After failing to receive state historic tax credits twice and other setbacks, the plans of the owner of an agency to revitalize the long-vacant Kress Building in the city’s downtown are essentially over.

“I haven’t raised the white flag yet, but I’m pretty close,” said Jimmy Sutman, owner and founder of the Purple Cat.

The agency provides job skills, daily living skills and recreational activities for about 125 mentally and physically impaired people headquartered at the downtown Rica Building, 117 S. Champion St.

It also operates out of the Pearl Street Mission on the city’s East Side and a 52-acre farm in Coitsville.

“Unfortunately, my ship is sinking as far as my involvement with” buying and relocating the Purple Cat’s main office to Kress at 111 W. Federal St. “We gave it a really good try and invested some money into it. But [nearly] everybody was very luke-warm on the governmental side towards the project; probably not even luke-warm, but on the cold side.”

Renovating the Kress Building, vacant since the early 1990s, would cost about $3.5 million to $5 million.

“Kress was a stretch and a gamble [financially] for me,” Sutman said. “It doesn’t look like we’re a player for the Kress Building.”

Kress received a $1.2 million federal historic preservation tax credit, he said.

If the Purple Cat doesn’t renovate and relocate to Kress, the federal tax credit is likely to stay with the building if another project is proposed for it, Sutman said.

But the Purple Cat failed to obtain a $1.2 million state historic preservation tax credit for Kress in July and December 2011.

The city’s economic development office is seeking a Clean Ohio Revitalization Fund grant for the building, but that too isn’t going well, Sutman said.

Sutman wants a $750,000 grant.
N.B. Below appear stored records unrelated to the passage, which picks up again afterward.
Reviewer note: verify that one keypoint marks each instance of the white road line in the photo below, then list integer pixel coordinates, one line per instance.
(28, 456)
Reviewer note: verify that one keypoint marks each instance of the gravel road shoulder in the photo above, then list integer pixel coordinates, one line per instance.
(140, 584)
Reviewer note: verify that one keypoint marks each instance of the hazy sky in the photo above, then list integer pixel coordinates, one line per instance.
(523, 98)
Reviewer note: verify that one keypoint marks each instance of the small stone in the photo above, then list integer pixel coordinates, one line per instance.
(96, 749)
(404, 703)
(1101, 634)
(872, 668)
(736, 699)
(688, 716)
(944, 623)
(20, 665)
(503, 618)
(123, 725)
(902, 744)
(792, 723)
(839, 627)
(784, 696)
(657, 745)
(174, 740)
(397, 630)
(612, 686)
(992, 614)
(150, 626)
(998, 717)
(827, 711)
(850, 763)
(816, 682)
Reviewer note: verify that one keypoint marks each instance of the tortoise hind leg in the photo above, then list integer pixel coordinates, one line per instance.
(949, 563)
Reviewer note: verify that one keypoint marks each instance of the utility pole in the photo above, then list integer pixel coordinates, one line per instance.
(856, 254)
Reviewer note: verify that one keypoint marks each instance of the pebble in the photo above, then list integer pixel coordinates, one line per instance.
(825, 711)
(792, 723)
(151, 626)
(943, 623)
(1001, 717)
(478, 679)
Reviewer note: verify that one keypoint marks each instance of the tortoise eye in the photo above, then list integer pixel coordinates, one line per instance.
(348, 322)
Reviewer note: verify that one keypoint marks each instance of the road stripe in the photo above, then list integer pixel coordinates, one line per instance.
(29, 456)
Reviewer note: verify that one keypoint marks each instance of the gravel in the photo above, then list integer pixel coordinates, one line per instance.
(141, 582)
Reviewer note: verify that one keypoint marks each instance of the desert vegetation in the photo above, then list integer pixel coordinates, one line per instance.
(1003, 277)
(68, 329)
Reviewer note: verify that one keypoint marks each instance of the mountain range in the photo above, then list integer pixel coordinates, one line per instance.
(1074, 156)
But if one is awarded for the Kress Building, Sutman said state officials are willing to provide only half that amount.

“Those are quite significant blows,” he said. “We gave it a really good try. The Kress Building would have been a financial risk, but I wanted to do it.”

The Kress Building, which has numerous holes in its roof and significant water damage, is owned by the Youngstown Area Community Improvement Corp., a nonprofit downtown property agency run by the Youngstown/Warren Regional Chamber.

Thomas Humphries, the chamber’s president and chief executive officer, said Sutman’s project “is not far enough along for the state to issue a tax credit.”

Humphries wants Sutman to apply a third time for a state tax credit in June.

“The CIC’s perspective on this project is it’s still viable with” Sutman, Humphries said. “We continue to partner with him to get that credit and we support his project 100 percent.”

The plan is office space on the first floor, Purple Cat services on the second, and apartments for 20 mentally and physically impaired people on the third floor.

The building’s facade and its steel skeleton are in good shape, but the rest of Kress needs to be replaced, Sutman said.

Sutman is looking at other locations for the Purple Cat, including the former Anthony’s on the River at 15 Oak Hill Ave., and a vacant building at 2832 Fifth Ave., next to the Mahoning County jail.